Сейчас, когда люди вернулись с работы, во всех квартирах горел свет и слышались голоса, монотонное бормотание телевизоров, здесь царили полная тишина и абсолютный покой. И немудрено. Автовладельцы, среди которых с каждым годом оказывалось все больше бизнесменов разных мастей и калибров, норовили пристроить своих железных коней в стойло засветло, поскольку в потемках гараж мог оказаться смертельно опасной ловушкой для своего хозяина. Многие, не сумев управиться с делами до наступления темноты, бросали шикарные авто посреди двора — черт с ней, с машиной, здоровье дороже. И лишь самые отчаянные рисковали нарушить этот покой, в темпе рок-н-ролла загоняя автомобиль на место и чуть ли не бегом исчезая отсюда.

Даже если бы Викинг не знал, который из гаражей принадлежит Штопору, он бы мог догадаться об этом по широкой полосе света, проникающей сквозь неплотно прикрытую дверь. Полоска эта смотрелась вызывающе на фоне маловыразительного мерцания двух фонарей, расположенных метрах в семидесяти друг от друга.

То, что дверь в гараж не была закрыта, оказалось для Викинга приятной неожиданностью. Впрочем, изнутри ее нельзя было запереть в принципе, она закрывалась только на навесные замки снаружи. Викинг взялся за ручку и осторожно потянул на себя. Дверь отозвалась негромким, деликатным скрипом. Викинг скользнул внутрь и замер, ориентируясь в обстановке. В ярком свете двух люминесцентных ламп сверкал начищенный до блеска «Опель». Вдоль одной из стен тянулся высокий, забитый разным железом металлический стеллаж. Вторая стена была свободна, поскольку здесь находился проход к расположенной в глубине гаража двери. Оттуда донеслось чье-то невнятное бормотание.

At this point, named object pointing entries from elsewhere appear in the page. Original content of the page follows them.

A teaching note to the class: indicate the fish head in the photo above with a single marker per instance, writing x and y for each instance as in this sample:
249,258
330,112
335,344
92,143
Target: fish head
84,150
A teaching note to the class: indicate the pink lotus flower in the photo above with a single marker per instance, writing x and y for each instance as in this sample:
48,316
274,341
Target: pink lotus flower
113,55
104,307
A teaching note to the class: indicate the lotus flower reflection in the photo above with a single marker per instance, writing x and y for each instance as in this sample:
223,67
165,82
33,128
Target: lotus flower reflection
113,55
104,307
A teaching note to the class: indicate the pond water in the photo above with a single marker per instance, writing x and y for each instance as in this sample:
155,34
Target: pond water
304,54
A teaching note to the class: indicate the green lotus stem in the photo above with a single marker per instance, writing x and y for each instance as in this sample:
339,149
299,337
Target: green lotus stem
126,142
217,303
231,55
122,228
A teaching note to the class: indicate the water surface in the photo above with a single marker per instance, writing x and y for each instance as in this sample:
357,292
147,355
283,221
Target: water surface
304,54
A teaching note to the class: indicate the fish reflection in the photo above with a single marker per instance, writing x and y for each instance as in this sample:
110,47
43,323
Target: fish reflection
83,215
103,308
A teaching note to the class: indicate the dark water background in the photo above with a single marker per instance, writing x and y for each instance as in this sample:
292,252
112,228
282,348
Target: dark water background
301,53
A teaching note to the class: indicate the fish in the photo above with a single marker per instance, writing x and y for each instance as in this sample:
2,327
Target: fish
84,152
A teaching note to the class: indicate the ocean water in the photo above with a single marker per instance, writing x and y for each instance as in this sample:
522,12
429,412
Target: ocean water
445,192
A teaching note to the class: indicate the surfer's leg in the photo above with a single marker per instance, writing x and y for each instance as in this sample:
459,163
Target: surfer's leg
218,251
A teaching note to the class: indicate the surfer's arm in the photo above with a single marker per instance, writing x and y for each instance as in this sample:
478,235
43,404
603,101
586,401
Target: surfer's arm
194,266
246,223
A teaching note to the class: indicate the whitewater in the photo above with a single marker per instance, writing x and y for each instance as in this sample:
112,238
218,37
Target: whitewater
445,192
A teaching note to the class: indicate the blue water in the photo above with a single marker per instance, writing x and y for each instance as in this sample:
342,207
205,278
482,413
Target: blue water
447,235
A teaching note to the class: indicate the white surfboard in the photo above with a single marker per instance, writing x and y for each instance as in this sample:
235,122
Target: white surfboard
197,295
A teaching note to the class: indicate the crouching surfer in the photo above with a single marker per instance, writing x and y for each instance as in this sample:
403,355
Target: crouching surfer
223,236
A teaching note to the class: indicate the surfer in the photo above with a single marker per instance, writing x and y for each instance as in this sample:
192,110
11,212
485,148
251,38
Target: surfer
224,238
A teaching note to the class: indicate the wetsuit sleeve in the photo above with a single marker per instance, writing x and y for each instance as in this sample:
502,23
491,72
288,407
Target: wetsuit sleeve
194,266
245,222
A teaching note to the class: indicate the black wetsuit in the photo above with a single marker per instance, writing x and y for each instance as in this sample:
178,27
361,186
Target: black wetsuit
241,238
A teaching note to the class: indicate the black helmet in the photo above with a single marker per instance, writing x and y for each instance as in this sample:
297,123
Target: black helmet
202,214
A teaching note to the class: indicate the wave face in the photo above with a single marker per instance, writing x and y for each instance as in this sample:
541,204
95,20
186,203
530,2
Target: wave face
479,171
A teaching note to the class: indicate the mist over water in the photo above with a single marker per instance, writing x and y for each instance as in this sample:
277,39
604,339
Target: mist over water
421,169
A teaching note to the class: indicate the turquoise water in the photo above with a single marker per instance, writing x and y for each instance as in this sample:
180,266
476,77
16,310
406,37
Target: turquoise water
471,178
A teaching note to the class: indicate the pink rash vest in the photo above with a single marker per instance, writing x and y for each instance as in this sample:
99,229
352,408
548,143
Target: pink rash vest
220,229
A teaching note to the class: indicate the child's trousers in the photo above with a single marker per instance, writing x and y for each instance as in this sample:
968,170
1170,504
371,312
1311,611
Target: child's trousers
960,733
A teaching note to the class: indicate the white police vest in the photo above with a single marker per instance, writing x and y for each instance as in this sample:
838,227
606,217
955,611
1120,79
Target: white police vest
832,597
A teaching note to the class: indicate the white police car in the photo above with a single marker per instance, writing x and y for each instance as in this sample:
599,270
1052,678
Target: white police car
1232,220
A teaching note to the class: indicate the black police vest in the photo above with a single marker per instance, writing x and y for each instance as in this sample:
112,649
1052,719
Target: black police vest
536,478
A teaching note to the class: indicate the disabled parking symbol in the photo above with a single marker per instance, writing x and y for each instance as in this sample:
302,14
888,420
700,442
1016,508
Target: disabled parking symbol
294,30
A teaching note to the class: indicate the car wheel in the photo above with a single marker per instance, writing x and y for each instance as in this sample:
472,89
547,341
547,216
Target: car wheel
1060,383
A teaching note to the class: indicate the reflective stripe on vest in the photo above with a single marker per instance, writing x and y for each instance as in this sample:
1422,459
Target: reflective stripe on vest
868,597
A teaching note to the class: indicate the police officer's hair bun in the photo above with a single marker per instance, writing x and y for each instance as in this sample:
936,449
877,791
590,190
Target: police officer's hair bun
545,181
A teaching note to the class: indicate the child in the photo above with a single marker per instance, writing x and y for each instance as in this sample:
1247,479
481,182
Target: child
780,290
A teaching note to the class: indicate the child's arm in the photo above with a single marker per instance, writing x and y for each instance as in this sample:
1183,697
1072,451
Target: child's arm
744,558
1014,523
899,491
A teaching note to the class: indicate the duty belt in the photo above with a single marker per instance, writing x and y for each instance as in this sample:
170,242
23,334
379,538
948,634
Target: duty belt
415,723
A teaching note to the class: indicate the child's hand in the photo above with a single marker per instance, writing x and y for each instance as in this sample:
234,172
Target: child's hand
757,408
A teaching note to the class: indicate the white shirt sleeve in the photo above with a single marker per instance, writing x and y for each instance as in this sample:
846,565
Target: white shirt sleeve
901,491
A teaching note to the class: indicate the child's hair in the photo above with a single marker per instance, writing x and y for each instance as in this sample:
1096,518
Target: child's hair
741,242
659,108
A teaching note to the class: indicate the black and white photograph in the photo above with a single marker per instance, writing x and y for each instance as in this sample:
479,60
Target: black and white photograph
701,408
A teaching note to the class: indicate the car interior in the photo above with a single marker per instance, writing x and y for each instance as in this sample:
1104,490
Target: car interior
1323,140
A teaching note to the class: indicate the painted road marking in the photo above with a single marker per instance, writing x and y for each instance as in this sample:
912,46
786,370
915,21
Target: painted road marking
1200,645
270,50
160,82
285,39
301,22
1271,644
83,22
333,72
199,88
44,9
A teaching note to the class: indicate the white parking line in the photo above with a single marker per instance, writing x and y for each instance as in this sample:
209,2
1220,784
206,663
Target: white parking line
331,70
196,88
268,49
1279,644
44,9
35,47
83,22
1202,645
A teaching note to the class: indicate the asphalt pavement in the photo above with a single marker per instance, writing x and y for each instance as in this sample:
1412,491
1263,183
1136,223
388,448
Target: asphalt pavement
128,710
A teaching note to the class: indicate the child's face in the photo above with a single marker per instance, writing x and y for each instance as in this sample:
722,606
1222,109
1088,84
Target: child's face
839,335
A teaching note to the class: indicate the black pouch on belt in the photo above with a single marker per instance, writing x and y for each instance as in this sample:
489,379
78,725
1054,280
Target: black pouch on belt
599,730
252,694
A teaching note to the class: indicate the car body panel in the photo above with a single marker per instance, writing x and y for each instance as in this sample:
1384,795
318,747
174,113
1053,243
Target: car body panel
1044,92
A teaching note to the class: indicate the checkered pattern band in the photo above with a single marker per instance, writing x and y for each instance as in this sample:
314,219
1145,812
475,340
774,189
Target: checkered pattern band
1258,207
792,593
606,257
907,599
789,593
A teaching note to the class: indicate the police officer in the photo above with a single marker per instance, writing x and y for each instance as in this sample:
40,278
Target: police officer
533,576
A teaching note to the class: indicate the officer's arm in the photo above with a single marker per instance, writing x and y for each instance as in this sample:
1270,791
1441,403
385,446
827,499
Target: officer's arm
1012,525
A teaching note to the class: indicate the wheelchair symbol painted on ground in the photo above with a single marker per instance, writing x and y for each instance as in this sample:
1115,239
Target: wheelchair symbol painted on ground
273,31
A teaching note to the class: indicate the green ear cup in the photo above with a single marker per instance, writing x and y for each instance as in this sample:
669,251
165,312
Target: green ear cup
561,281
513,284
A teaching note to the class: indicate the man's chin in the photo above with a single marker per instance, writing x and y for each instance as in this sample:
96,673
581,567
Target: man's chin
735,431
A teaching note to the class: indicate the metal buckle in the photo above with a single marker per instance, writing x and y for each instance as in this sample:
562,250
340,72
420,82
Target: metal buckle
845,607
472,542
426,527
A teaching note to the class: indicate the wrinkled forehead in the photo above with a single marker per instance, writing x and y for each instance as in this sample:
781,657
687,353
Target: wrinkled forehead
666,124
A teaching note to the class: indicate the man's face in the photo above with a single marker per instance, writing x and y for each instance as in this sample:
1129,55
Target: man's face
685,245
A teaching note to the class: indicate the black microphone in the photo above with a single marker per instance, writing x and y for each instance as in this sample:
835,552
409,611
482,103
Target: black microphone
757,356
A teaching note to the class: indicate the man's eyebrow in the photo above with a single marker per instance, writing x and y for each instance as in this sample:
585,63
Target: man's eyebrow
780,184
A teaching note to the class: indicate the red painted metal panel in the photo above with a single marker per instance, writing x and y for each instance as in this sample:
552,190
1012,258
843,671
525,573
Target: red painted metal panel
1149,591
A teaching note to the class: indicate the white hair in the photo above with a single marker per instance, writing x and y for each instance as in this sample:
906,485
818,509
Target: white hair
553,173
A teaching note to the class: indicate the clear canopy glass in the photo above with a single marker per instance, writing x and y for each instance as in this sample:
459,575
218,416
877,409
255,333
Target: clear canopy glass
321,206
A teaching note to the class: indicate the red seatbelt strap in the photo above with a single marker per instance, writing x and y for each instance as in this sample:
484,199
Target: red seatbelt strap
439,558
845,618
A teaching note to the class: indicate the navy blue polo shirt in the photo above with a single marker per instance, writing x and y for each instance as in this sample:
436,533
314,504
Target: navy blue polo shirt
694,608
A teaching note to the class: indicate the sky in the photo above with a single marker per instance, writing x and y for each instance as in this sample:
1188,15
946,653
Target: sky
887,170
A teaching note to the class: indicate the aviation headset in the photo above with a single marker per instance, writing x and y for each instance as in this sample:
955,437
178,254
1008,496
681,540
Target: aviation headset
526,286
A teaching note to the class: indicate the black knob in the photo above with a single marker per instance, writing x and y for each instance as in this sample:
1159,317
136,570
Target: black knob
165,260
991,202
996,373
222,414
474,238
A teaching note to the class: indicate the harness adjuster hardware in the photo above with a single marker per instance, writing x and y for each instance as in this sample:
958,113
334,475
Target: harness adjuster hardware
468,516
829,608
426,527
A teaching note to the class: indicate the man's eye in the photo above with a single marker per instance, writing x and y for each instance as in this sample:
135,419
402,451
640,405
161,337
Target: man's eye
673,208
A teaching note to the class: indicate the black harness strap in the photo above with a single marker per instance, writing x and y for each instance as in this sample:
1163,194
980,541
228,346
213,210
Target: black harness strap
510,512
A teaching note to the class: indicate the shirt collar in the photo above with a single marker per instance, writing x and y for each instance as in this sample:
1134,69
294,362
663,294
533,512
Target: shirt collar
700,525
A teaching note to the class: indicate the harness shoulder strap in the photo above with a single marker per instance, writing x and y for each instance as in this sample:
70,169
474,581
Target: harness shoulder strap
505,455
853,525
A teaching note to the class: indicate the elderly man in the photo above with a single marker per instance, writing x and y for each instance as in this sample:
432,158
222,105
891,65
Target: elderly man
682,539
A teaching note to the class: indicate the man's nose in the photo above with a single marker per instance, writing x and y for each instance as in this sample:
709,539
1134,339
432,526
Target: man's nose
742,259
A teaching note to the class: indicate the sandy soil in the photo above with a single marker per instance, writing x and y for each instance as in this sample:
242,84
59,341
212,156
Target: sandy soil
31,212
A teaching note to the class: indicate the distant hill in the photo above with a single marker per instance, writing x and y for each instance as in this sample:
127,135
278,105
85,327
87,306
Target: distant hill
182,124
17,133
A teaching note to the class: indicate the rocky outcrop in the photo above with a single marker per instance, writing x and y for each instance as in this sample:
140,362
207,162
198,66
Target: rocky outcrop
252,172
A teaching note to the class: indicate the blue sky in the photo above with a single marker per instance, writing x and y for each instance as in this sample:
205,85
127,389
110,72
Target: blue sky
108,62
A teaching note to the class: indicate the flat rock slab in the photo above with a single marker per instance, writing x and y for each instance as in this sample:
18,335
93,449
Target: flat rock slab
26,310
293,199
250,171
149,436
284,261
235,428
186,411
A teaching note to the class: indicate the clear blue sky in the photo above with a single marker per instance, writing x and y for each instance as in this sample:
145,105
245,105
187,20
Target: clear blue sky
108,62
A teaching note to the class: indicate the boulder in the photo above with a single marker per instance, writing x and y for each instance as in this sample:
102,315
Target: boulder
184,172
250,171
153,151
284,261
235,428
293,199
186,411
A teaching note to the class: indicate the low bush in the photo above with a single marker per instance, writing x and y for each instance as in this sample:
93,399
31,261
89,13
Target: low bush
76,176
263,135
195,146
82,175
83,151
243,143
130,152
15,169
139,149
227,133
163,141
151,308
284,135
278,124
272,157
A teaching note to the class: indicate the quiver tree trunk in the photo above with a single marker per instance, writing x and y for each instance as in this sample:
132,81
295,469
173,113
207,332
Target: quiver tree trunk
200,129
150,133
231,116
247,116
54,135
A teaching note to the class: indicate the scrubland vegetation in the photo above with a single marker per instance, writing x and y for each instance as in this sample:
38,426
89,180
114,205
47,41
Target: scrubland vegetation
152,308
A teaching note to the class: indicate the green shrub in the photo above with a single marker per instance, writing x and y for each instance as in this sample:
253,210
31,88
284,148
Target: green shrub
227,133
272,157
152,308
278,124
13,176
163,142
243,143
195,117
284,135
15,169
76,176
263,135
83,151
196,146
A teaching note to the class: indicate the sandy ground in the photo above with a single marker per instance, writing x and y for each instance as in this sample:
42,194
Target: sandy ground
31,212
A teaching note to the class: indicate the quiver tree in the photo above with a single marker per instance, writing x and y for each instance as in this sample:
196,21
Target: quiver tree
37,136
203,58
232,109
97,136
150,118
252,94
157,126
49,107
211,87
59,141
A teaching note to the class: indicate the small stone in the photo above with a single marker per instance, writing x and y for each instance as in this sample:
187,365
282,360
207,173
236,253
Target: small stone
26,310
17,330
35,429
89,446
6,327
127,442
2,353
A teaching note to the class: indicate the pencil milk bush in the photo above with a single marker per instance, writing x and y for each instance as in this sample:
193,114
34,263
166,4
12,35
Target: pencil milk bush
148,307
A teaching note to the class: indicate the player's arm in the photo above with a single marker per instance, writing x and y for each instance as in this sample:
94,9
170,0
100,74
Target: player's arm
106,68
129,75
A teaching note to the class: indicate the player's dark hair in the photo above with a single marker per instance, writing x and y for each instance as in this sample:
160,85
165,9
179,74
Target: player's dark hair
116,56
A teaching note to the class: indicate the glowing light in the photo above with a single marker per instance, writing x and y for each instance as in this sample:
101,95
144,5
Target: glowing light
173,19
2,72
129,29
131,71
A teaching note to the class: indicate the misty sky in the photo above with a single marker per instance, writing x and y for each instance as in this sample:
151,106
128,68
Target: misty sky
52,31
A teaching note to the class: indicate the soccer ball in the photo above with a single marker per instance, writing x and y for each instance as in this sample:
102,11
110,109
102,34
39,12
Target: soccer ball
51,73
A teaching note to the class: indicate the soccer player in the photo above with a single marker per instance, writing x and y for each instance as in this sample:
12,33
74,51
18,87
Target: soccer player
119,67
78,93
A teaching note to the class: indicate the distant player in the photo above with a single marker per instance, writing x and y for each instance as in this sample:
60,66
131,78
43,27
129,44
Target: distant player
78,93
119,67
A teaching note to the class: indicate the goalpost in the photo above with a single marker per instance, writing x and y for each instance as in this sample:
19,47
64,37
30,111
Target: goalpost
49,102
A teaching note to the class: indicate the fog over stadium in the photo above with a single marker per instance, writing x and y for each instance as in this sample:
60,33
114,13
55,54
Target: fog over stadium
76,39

Викинг осторожно подкрался к двери, окинул ее придирчивым взглядом. Похоже, дверь была заперта изнутри на защелкивающийся замок. Смешное препятствие. Достав трезубец Одина, Викинг примерился и, подпрыгнув, ударил. Дверь с готовностью распахнулась, раскрывая перед Викингом банальную картину заурядной пьянки. И только выражения лиц собутыльников оказались явно нетипичным, поскольку в их планы не входило появление третьего, да еще с таким грохотом. Особенно ошарашенным выглядел собутыльник Штопора с застывшим у рта стопарем и вытаращенными, как у каракатицы, глазами. В один из них Викинг и ткнул двадцатисантиметровый зуб трезубца. Зародившийся в груди у мужика крик оборвался, когда зловещее жало целиком погрузилось в глазницу. Викинг выдернул трезубец, который вместе с ошметками глаза зацепил и несколько невзрачных серых комочков.